Thursday, August 29, 2024

Celebrating the ‘Nice’ Rejection By Robin Weaver

 This is a Blast from the Past post Robin Weaver wrote twelve years ago. Does it still resonate today? ~ Sarah

 – May 2, 2012

At long last, the response from the editor/agent arrives. We click on the email (or tear open the envelope). As writers, our emotions are split—equal parts of fear and anticipation. Okay, maybe 70/30.

In a mere second, the two-part emotion morphs into 100% disappointment. We groan. Another rejection. “…Thank you for your submission…blah, blah, blah…but we don’t want your stinking stuff.”

Okay, so maybe the quote above isn’t verbatim, but if you’ve been writing for any length of time, you become adept at reading between the RTF text. They don’t want our stuff—stinking or not. So our fingers crimp the mouse, clicking on the delete button with enough force to hammer a nail into a cement block.

But wait. What was that?

No. Not possible. Yet our subconscious insists. Beneath that form text, we saw something just before the generic signature block. In script font.

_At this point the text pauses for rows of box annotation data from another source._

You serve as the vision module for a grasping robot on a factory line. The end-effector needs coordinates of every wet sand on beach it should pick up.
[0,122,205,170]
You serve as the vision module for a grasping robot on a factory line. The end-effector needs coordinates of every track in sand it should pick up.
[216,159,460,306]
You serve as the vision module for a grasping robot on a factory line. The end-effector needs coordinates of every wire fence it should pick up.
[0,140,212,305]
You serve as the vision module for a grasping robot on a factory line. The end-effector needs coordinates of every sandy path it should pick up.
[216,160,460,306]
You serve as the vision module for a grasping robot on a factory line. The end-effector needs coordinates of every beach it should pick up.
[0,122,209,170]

Believing we’re wasting time, we nevertheless click on the trash folder. We gulp another mouthful of coffee, convinced caffeine will rectify our inability to correctly process a cookie-cutter rejection. We search through the day’s discarded mail until we find the zapped electronic communication. Again. Thinking we’re bat-dung crazy, we double-click.

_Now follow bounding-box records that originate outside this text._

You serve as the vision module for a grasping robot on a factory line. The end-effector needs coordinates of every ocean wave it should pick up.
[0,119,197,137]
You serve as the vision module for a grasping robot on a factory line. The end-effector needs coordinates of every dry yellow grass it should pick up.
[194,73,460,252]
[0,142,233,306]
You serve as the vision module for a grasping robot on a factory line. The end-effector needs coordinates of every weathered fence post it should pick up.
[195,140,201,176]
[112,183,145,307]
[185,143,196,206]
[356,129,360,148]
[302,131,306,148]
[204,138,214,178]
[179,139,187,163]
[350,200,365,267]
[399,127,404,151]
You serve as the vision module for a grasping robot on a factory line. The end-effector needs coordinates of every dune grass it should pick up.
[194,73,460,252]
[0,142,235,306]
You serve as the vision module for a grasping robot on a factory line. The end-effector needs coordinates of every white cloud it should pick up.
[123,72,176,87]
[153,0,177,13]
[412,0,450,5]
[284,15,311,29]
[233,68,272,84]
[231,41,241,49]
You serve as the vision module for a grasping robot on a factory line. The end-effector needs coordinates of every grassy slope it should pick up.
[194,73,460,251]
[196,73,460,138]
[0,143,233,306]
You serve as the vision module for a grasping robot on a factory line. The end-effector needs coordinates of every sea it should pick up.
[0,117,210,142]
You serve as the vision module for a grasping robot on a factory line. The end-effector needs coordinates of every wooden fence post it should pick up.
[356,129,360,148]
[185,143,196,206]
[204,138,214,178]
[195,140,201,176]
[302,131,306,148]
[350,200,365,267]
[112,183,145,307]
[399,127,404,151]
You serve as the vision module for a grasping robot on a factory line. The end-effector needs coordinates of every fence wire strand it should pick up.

Holy Mother of Adverbs! The script flashes like a neon sign. We aren’t delusional. At the end of the blah, blah, blah, there really is an addition comment. In a font of a different color we see actual feedback. “Please send me something else.” (Or “…your characters have real promise; you have an engaging voice; an interesting premise...”)

We do a little dance, make a little laugh and start to get down (to work) when we realize something amazing has occurred. We’ve transitioned. Our psyche didn’t experience a bone-crunching deflation. Instead, we enjoy the thrill of a polite “no thank-you.” Okay, maybe pathetic is a more apt description than amazing, but we’ve stopped taking rejection personally.

What is wrong with us?

I can’t imagine any other occupation where people get ecstatic over so little. For those of us who still have a day job, the nice rejection is equivalent to hearing, “No, you can’t have a raise, but we’ll use colored paper to print your pay stub.” In the White Collar world, can you imagine interviewing an applicant and then sending a letter saying:

  • You’re fully qualified for the advertised position but your coffee cup didn’t wow us.
  • We know you can do this job, but your pacing will wear a hole in our carpets.
  • We feel you are right for the position but fear you don’t have enough conflict in your life.
  • Thank you for applying but we’re not accepting people who wear blue suits at this time.
  • Your qualifications are amazing but we don’t believe your car will fit in our parking spaces.

Worse, can you imagine the fabled applicant being giddy because we add: “But please apply again in ten years.”

Perhaps the difference for the writer is one of magnitude. As authors, we don’t just get a job. We go from the wilderness of the unpublished into the wonderful, wonderful world of PUBBED.

Or maybe we’re just nuts.

What do you think? Are we crazy, or is there a method to the mayhem?


Copyright © 2012 by Robin Weaver

 

2 comments:

Lynn Lovegreen said...

Funny post! As a veteran of the query process, I hear you.

Deb Noone said...

I just wrote a long comment and then deleted it by mistake. AHHH - now to remember what brilliance I wrote - just like the "brilliance" in all my submitted pieces that received "wonderful" rejection letters. Most did soften the NO! But one was scathing. Funny thing is, years later, I sold another book to the same publisher. I worked in the admissions office at a college. The English professor was a friend of mine. She used to invite me to speak to her writing class once a semester. I would give hints about the writing and editing process and talk about how hard it was to be an author, both independently published and commercially published. I received a scathing rejection, that I would read aloud to the students. I could tell the editor didn't read all of the partial I sent, because of the comments / criticisms. But I used it as an example of how you have to have a tough skin and keep learning from your mistakes and "soldier on." Yes, it was a brutal rejection.